They are descendants of slaves who built their own town. Can they keep it together?

Sydney A. Brobbey

(Photo: Elias Williams/The National Geographic)

As the end of Black History Month approaches, I believe that it is important to recognize the unknown individuals who have lived impactful lives, and the legacies that they have helped build. Several individuals — Darron Patterson, Lorna Gail Woods, Joe Womack, as well as others — have lived lives that have gone unnoticed, and as Black History Month comes to an end, it is only fair to give these individuals credit where credit is due.

Darron Patterson, Lorna Gail Woods, Joe Woemack, and several other individuals are descendants of the last African slaves, who were packaged on the Clotilda ship and brought to United States shores in July 1860.

After being freed by Union soldiers, during the Civil War, more than thirty slaves settled near Magazine Point in the northern part of Mobile, Alabama, and established their own town, known as “Africatown”. Blending their African traditions with American folkways, they established homes and churches, and they tended livestock, fished, hunted, and planted gardens. One of their most important accomplishments, though, was establishing a school — which, with the help of Booker T. Washington, became the Mobile County Training School.

According to Patterson, the descendant of slave Pollee Allen, Africatown was self-sustaining. With the founding of the Mobile County Training School, many students were trained to become impactful individuals — like Patterson himself. He attended the Mobile County Training School, where he says that “[the] school taught us [students] to be viable men and viable women.” After attending school, he went on to become a sports writer in Detroit, Michigan. Many of his peers also went on to pursue fruitful careers. Although Mobile County Training School created successful individuals in a self-sufficient town like Africatown, the town began to deteriorate rapidly after the 1960s.

In the 1960s, Africatown had approximately 12,000 inhabitants, but as the years progressed only about 2,000 residents remained. Woods, a descendant of slave Charles Lewis, says that she recalls the time when “[she and her neighbors] could reach out the window and hand two slices of bread to the home next door.” At times, as she stated in an interview, there were people who were desperately in need of such assistance. Today, only half of the homes are occupied and the rest are abandoned. Woods states that although she is seventy-years-old, she still “[has] in her heart a dream that [their] town will one day have stores and shops and gas stations again.” Albeit, many individuals share the same vision, but the city of Mobile has a different plan.
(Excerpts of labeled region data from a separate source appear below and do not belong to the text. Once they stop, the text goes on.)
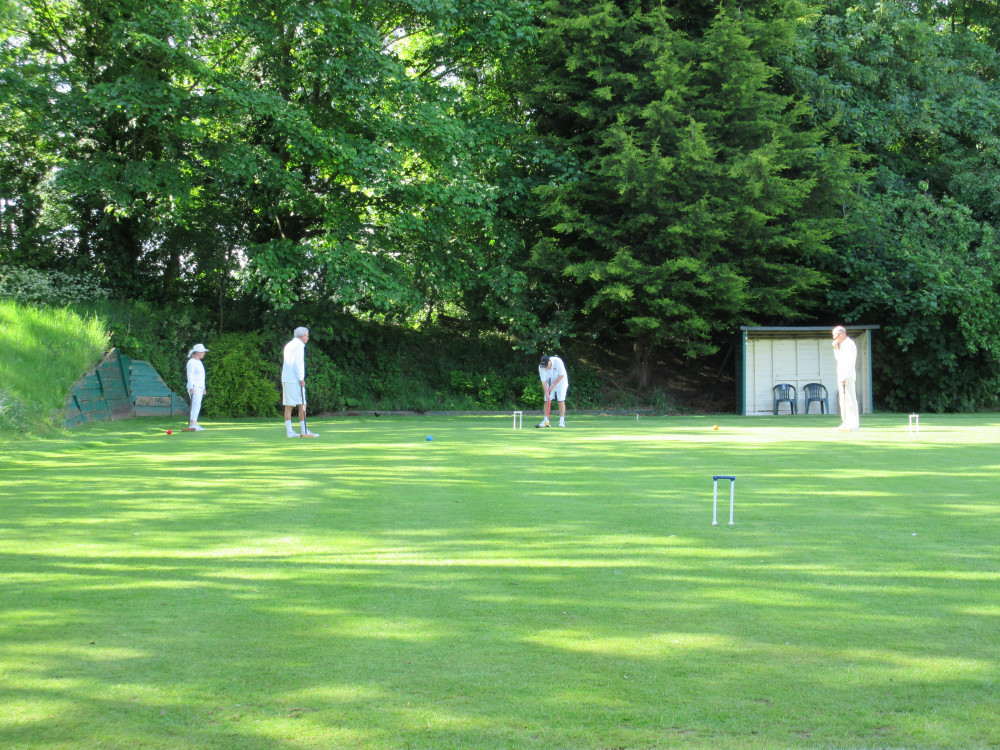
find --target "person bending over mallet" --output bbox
[281,326,319,437]
[535,355,569,427]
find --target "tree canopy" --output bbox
[0,0,1000,409]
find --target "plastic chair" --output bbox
[772,383,799,414]
[802,383,830,414]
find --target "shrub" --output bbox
[205,333,281,417]
[0,389,31,434]
[0,266,108,307]
[306,347,344,414]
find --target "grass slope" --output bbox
[0,299,108,437]
[0,415,1000,750]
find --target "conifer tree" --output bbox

The city of Mobile is evolving into a more industrialized city. Africatown is part of Alabama’s Chemical Corridor, a 50-mile stretch of river that’s home to twenty-six major chemical companies. The town had three paper mills, a massive sawmill and lumber yard, and a tank farm with a dozen hulking oil and gasoline storage tanks. The four-lane Africatown-Cochran bridge, completed in 1991, was thrust through the heart of the business district, dividing the community and destroying local shops and stores. Although many jobs were created through this industrialization, many residents have been displeased with the drastic changes that have destroyed the roots of Africatown. One resident, Joe Woemack, a local activist for a cleaner environment in Mobile, believes that the unique past of Africatown can help revitalize the economy of Mobile. He says,“The city hasn’t taken care of the community because they want to industrialize the whole area. They just want to make money, but they could make money with tourism.”

The residents of Africatown have been making a strong effort to keep the history of the town alive. Last year, the Alabama Historical Commission partnered with the underwater archaeology firm Search, Inc. and the National Geographic Society to study a section of the Mobile-Tensaw Delta, where the Clotilda is believed to have been burned and scuttled, and where they’ve found the remains of sunken ships. As stated by James Delgado, leader of the search, “People have been searching for Clotilda since 1860…we promised everyone in the community that we’d leave no stone unturned, and that’s what we’re in the middle of doing.”